Saturday, July 30, 2005

The Lonely Economist in Africa

As to what to do about Africa, as I said earlier, it does not suffice to throw grains or money at them. (Please see my cartoon here.)

I have run into an African economist who has had the courage to state this very sentiment from within the "horse's mouth," so to speak, and it must not be a very comfortable place for him. A write-up of his opinion is here.


James Shikwati

The most important piece of data he cites is the 33% import tariff on sub-Saharan grain. Can you believe that some Africans must pay a 33% tax on grain imported from fellow African countries, when the tax on European grain is only 12%? Are we dreaming here?

WHAT IS WRONG WITH THIS PICTURE??

The same people who are wailing about the world's insensitivity are taxing their own starving population to death!

See more about this brave gentleman at his website here and here.

Tuesday, July 26, 2005

Economics as a Soft Science

When is a horse not a horse?


photo by Kingfisher

I've run into a fantastic article pointing out the problem with government-funded research in any scientific field, and most particularly in the social sciences like economics. These "soft sciences" are the ones unlike physics, chemistry, biology, astronomy, etc. that have more than just precise, observable and manipulable data to work with. Often they deal with some aspect of human behavior, making it impossible to set up an experiment to manipulate a reproducible result. Examples of such "soft science" would be sociology, psychology, linguistics, anthopology, political science, history, and jurisprudence, and any of the modern combinations of the above.
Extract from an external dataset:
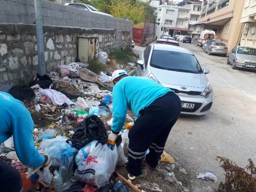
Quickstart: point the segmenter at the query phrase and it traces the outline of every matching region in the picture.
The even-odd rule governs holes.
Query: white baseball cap
[[[118,69],[118,70],[116,70],[112,74],[112,80],[114,80],[117,77],[127,74],[127,72],[124,70]]]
Hard scientific research (in fact all scientific research, if it is to utilize that name) is not an art form. It must be performed according to strict objective parameters that have evolved over the centuries. The naming of any other type of research as "science" is very hard to defend given its subjective nature; and although such research might be valid as an exercise and perhaps even lead to useful conclusions, its subjectivity and punctuality make it more of an art form than a science - which is not to take away its value, but which does imply that such research has no place aspiring to be cloaked in the scientific veil. Otherwise, big mistakes can be made.

I've written about this in previous blogs, because it's one of my bugaboos. It is just too tempting for economists and other scientists to become snake oil salesmen.

Read the article here.

Saturday, July 23, 2005

John G. Roberts, Jr., Supreme Court nominee

Read a great Washington Post article here about the person who is Mr. Roberts. Maybe this guy is the perfect Supreme Court justice: a kind of idiot savant legal scholar who has had his eye on the prize since he acquired a conscience, and who plays a mean ambidextrous squash game. Don't bother trying to figure out whether this guy is left or right; he's obsessed with the letter of the law - maybe just what we need to return to a stricter interpretation of the Constitution.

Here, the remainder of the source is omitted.